Some of my other favorite creative nonfiction books are Anna Funder’s Stasiland, Out of Sheer Rage by Geoff Dyer, In Praise of Messy Lives by Katie Roiphe, A Life’s Work by Rachel Cust, anything Robert Dessaix writes, Helen Garner’s Joe Cinque’s Consolation. All these books are written by deeply curious as well as idiosyncratic writers who filter whatever it is they investigate – the experience of motherhood, murder or, say, recent history of Germany – through their selves with candor and reflective analysis. On the other hand, the chilling masterpiece by Truman Capote In Cold Blood is also my creative nonfiction favorite and there Capote writes without inserting his ‘I’ at all.Yet he stayed close to the emotional urgency of the story by confidently inhabiting the perspectives of very diverse characters. The structure of the book is impeccable too. Capote is a master at knowing when to reveal or withhold information.

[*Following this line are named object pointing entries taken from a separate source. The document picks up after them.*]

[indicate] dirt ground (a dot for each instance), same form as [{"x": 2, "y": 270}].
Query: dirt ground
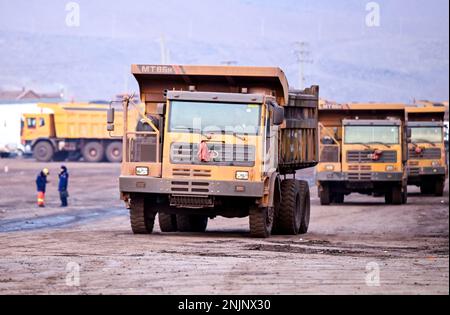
[{"x": 349, "y": 248}]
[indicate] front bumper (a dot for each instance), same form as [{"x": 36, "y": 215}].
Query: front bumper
[
  {"x": 191, "y": 187},
  {"x": 362, "y": 177}
]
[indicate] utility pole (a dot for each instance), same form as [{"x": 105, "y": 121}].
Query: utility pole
[{"x": 302, "y": 54}]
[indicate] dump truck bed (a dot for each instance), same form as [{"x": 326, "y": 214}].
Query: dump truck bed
[
  {"x": 81, "y": 121},
  {"x": 298, "y": 147}
]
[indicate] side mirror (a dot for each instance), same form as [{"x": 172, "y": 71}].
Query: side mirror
[
  {"x": 110, "y": 116},
  {"x": 161, "y": 109},
  {"x": 409, "y": 133},
  {"x": 278, "y": 115}
]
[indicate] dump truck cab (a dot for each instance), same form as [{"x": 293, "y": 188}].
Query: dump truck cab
[
  {"x": 363, "y": 150},
  {"x": 210, "y": 143},
  {"x": 427, "y": 164}
]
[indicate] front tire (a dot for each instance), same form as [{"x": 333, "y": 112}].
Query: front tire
[
  {"x": 142, "y": 218},
  {"x": 93, "y": 152},
  {"x": 167, "y": 222},
  {"x": 192, "y": 223},
  {"x": 114, "y": 152},
  {"x": 289, "y": 214},
  {"x": 305, "y": 197},
  {"x": 261, "y": 222}
]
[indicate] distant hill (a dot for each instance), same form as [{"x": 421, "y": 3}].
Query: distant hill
[{"x": 408, "y": 57}]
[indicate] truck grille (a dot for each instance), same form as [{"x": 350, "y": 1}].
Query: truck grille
[
  {"x": 180, "y": 201},
  {"x": 329, "y": 154},
  {"x": 355, "y": 168},
  {"x": 178, "y": 172},
  {"x": 224, "y": 154},
  {"x": 426, "y": 154},
  {"x": 414, "y": 171},
  {"x": 189, "y": 187},
  {"x": 360, "y": 176},
  {"x": 365, "y": 157}
]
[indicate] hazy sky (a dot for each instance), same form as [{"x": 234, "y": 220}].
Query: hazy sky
[{"x": 408, "y": 48}]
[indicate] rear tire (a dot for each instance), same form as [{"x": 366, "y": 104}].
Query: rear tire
[
  {"x": 397, "y": 195},
  {"x": 439, "y": 187},
  {"x": 339, "y": 198},
  {"x": 261, "y": 222},
  {"x": 167, "y": 222},
  {"x": 43, "y": 151},
  {"x": 114, "y": 152},
  {"x": 192, "y": 223},
  {"x": 142, "y": 218},
  {"x": 93, "y": 152},
  {"x": 306, "y": 207},
  {"x": 325, "y": 195},
  {"x": 289, "y": 214}
]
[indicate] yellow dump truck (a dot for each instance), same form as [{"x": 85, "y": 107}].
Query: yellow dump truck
[
  {"x": 427, "y": 164},
  {"x": 70, "y": 131},
  {"x": 363, "y": 149},
  {"x": 218, "y": 141}
]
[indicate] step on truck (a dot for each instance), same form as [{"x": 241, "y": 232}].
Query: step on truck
[
  {"x": 427, "y": 163},
  {"x": 363, "y": 149},
  {"x": 218, "y": 141},
  {"x": 70, "y": 131}
]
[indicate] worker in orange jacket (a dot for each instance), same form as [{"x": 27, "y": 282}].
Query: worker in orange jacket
[{"x": 41, "y": 185}]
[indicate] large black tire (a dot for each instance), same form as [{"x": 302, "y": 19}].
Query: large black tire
[
  {"x": 192, "y": 223},
  {"x": 93, "y": 152},
  {"x": 261, "y": 222},
  {"x": 426, "y": 188},
  {"x": 397, "y": 195},
  {"x": 289, "y": 214},
  {"x": 325, "y": 195},
  {"x": 43, "y": 151},
  {"x": 142, "y": 218},
  {"x": 60, "y": 156},
  {"x": 338, "y": 198},
  {"x": 305, "y": 197},
  {"x": 114, "y": 152},
  {"x": 439, "y": 187},
  {"x": 405, "y": 195},
  {"x": 167, "y": 222}
]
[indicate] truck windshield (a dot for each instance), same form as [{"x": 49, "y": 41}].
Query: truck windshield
[
  {"x": 214, "y": 118},
  {"x": 426, "y": 134},
  {"x": 372, "y": 135}
]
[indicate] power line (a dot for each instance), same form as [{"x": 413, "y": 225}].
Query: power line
[{"x": 303, "y": 56}]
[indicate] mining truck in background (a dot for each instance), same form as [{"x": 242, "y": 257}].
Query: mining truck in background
[
  {"x": 428, "y": 161},
  {"x": 70, "y": 131},
  {"x": 217, "y": 141},
  {"x": 363, "y": 149}
]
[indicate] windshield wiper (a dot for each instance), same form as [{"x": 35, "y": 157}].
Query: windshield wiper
[
  {"x": 363, "y": 144},
  {"x": 382, "y": 143},
  {"x": 415, "y": 142}
]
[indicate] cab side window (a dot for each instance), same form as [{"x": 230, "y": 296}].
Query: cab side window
[{"x": 31, "y": 123}]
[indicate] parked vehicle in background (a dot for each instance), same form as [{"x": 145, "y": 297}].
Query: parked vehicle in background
[
  {"x": 70, "y": 131},
  {"x": 218, "y": 141},
  {"x": 428, "y": 162},
  {"x": 363, "y": 149}
]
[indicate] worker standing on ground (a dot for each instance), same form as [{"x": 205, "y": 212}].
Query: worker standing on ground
[
  {"x": 41, "y": 184},
  {"x": 63, "y": 184}
]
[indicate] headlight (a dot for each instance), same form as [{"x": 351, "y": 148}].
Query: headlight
[
  {"x": 329, "y": 167},
  {"x": 242, "y": 175},
  {"x": 142, "y": 171}
]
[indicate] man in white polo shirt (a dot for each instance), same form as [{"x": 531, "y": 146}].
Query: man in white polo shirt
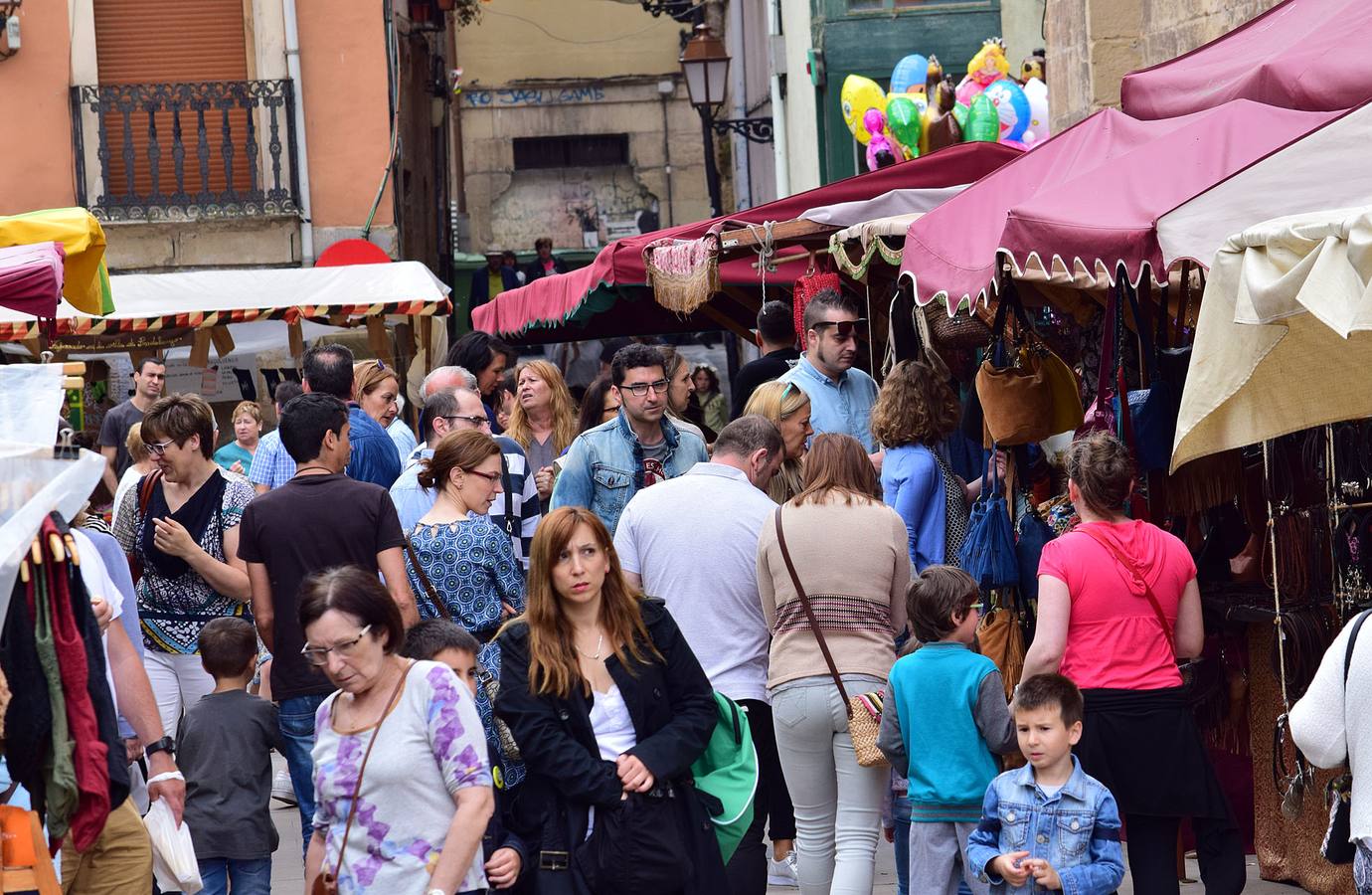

Finally, my most recent powerful literary crash is on the Norwegian author Karl Ove Knausgaard. I am reading diligently through his six-book autobiographical opus My Struggle which depicts Knausgaard’s life from childhood until his early 40s. It is Proustian in flavor and scope, and genre-defying. Knausgaard’s life story is punctuated by essayistic prose that can go for dozens, sometimes even hundreds, of pages, about anything from Dostoyevsky to the challenges of multiculturalism to the Nazi Germany. Reading this masterpiece has been an elevating experience—it made me want to be sharper, more candid, more dedicated to the art of writing, and generally invest more in my inner world.